Trecho do livro O Decênio Decisivo (2023), de Luiz Marques:
O título do relatório de 2019 do Institute for Public Policy Research (IPPR), de Londres, chama corajosamente nossa época pelo seu nome: “a idade do colapso ambiental” (the age of environmental breakdown). Eis o que é essencial compreender sobre o colapso socioambiental em curso:
o colapso ambiental não é um evento com data marcada para ocorrer. Trata-se do processo em que estamos. Esse processo é sutilmente pontuado por sucessivos estágios de agravamento em intensidade, amplitude e frequência de suas manifestações e impactos. Mais importante que tudo: embora gradual, essa sucessão de estágios se caracteriza por sua aceleração e por evoluir de modo não linear (e tendencialmente exponencial), condicionada que é por inúmeras alças de retroalimentação. Disso decorre a certeza de que, mantida a atual trajetória, a situação das sociedades ao final deste decênio será (muito) mais crítica do que em seu início;
a principal consequência dessa aceleração é que o tempo se torna, aos poucos, a principal variável na avaliação dos riscos. O tempo é, hoje, nosso maior inimigo. Como afirmado na seção anterior, a especificidade de nosso tempo reside justamente em nossa decrescente capacidade de mitigar os crescentes desequilíbrios dos sistemas físicos e biológicos.

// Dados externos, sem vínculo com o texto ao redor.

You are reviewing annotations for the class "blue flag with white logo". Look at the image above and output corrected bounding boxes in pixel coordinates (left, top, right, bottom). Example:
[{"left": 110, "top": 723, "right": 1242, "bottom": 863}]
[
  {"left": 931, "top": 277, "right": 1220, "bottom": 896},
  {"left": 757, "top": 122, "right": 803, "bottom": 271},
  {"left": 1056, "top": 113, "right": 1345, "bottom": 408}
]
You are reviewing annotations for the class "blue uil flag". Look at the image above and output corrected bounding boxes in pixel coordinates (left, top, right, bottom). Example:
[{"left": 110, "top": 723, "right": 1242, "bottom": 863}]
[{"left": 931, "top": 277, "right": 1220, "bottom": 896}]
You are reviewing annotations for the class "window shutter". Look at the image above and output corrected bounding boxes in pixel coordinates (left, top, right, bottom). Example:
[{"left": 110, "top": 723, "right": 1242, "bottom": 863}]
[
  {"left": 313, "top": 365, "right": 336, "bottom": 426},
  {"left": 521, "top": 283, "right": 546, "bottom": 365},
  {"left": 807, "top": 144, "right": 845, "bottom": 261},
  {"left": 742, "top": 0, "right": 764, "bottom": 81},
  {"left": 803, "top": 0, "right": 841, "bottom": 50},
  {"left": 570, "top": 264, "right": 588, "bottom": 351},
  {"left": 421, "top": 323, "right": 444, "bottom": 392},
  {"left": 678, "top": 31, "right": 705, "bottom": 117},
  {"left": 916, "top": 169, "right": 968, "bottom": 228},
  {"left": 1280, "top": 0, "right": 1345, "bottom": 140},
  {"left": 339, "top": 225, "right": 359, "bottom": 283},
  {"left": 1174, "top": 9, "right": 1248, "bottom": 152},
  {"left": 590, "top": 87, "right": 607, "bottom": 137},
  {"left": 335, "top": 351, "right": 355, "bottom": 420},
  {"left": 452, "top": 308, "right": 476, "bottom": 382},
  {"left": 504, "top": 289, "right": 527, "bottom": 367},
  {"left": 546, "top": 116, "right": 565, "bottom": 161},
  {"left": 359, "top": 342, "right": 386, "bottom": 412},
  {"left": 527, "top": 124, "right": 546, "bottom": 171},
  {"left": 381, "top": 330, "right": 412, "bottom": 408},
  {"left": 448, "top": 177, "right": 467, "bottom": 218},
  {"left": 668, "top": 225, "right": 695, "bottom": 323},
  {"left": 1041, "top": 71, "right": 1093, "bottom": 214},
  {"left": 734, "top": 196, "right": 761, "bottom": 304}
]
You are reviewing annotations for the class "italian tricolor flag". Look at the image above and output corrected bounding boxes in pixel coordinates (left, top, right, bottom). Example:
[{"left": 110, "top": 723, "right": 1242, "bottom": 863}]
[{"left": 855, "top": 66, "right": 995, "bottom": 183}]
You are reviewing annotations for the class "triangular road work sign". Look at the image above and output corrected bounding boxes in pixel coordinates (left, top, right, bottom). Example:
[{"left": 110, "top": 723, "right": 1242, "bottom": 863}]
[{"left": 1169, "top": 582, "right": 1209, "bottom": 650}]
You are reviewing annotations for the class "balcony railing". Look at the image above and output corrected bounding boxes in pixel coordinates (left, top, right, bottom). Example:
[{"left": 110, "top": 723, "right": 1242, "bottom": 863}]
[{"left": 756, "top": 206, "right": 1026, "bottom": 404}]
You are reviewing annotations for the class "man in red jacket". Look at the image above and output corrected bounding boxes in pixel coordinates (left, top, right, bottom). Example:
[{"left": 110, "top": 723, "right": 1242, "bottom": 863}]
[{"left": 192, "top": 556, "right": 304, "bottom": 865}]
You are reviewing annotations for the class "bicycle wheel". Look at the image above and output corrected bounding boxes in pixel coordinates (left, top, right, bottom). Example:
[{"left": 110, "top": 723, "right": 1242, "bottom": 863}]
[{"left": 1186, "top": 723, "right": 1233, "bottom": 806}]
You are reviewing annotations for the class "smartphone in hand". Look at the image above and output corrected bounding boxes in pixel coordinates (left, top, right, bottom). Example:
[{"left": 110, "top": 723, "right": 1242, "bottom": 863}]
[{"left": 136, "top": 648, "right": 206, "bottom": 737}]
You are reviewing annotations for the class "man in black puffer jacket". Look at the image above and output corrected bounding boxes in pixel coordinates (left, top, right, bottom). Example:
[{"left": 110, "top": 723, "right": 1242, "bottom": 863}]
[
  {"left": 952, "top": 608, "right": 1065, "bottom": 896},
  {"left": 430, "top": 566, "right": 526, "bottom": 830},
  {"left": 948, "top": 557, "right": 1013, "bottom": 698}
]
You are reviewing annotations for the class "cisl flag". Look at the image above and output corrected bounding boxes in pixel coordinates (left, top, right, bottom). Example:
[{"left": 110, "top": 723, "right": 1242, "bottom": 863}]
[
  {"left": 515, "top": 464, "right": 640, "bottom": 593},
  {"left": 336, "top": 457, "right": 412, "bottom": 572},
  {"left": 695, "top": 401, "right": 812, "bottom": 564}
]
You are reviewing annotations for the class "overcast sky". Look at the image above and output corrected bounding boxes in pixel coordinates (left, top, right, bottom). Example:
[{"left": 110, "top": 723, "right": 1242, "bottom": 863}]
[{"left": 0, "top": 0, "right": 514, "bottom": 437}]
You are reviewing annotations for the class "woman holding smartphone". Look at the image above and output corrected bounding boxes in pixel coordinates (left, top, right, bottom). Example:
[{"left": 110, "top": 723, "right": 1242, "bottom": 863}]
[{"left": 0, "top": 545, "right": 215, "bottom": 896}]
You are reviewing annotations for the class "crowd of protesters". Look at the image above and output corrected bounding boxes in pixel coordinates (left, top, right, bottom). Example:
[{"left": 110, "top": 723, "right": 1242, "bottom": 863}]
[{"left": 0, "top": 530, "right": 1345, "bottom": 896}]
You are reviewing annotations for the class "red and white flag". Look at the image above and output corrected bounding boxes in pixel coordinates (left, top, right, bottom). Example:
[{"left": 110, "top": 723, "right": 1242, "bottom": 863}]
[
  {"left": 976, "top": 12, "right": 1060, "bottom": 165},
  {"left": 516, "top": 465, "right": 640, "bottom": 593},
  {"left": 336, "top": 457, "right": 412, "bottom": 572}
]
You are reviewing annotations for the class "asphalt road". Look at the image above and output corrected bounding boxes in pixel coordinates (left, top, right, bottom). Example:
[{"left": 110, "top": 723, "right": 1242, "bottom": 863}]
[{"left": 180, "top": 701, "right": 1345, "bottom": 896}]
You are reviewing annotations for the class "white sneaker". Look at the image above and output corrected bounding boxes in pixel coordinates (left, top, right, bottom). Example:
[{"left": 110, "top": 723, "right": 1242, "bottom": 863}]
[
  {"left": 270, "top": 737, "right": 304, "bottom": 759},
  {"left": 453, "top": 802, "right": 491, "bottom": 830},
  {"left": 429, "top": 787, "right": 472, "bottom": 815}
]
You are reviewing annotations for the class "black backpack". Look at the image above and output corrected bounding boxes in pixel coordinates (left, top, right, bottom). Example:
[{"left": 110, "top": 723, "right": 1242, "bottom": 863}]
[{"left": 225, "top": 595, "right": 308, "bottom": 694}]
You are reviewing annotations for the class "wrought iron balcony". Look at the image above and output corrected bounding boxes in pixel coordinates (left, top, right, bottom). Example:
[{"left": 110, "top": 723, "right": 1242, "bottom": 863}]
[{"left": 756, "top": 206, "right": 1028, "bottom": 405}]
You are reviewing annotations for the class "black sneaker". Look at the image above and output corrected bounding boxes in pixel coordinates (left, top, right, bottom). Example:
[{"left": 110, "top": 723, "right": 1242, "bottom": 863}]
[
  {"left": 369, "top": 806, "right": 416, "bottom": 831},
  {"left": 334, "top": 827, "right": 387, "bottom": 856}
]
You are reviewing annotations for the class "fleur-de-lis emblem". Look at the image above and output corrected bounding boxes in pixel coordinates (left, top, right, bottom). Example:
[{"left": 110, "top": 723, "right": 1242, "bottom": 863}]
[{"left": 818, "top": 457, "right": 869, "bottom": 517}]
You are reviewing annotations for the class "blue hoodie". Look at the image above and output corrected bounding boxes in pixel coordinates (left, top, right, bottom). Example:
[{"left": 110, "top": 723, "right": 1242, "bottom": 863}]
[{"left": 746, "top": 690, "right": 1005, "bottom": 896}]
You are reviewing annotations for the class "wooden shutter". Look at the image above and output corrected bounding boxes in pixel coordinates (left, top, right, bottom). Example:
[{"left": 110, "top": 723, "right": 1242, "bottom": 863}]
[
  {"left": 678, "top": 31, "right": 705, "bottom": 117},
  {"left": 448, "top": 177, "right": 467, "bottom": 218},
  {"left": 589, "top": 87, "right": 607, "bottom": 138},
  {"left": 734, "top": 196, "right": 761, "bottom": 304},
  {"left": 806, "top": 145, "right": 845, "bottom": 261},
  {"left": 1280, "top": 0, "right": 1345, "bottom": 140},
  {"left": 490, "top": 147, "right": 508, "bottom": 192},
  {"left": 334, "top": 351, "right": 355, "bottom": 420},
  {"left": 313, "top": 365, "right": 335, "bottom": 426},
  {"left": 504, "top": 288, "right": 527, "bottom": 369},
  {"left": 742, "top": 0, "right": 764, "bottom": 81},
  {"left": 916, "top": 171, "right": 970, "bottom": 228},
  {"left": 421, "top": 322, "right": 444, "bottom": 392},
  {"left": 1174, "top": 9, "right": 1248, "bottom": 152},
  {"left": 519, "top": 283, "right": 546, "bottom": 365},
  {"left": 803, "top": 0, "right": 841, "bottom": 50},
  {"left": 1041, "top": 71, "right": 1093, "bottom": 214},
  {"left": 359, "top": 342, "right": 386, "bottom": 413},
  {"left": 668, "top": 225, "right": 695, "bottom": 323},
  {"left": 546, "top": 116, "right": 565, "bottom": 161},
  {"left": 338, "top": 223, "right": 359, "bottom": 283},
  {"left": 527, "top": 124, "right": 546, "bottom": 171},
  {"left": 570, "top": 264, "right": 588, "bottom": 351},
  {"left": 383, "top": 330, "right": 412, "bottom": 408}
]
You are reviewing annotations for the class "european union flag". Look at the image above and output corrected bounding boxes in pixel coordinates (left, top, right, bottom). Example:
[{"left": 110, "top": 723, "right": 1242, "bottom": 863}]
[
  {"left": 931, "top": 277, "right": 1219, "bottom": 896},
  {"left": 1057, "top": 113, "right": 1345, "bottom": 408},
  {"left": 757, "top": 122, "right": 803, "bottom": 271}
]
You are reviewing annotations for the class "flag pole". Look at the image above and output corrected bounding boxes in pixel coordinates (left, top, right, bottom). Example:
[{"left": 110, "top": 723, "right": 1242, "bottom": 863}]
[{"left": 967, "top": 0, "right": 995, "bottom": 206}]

Portanto, na ausência de uma mudança de trajetória radical e imediata, ou de curtíssimo prazo, as ações humanas voltadas para a reversão desse processo precisarão ser cada vez mais radicais e serão cada vez menos efetivas, até se tornarem, caso continuem a ser retardadas, quase irrelevantes;
mudar nossa trajetória de colapso requer não apenas parar de destruir a natureza agora, mas nos empenhar em reconstruir, na medida do possível, o que foi destruído desde ao menos a década de 1950. Se os últimos setenta anos foram os anos da “Grande Aceleração”, ou seja, da “Grande Destruição”, os próximos decênios terão de ser os da “Grande Restauração”. É preciso apostar que isso ainda é possível. Essa aposta é, contudo, razoável se, e somente se, como indivíduos e como sociedade globalmente organizada, reagirmos com presteza e à altura do que exige agora a emergência climática e demais emergências socioambientais.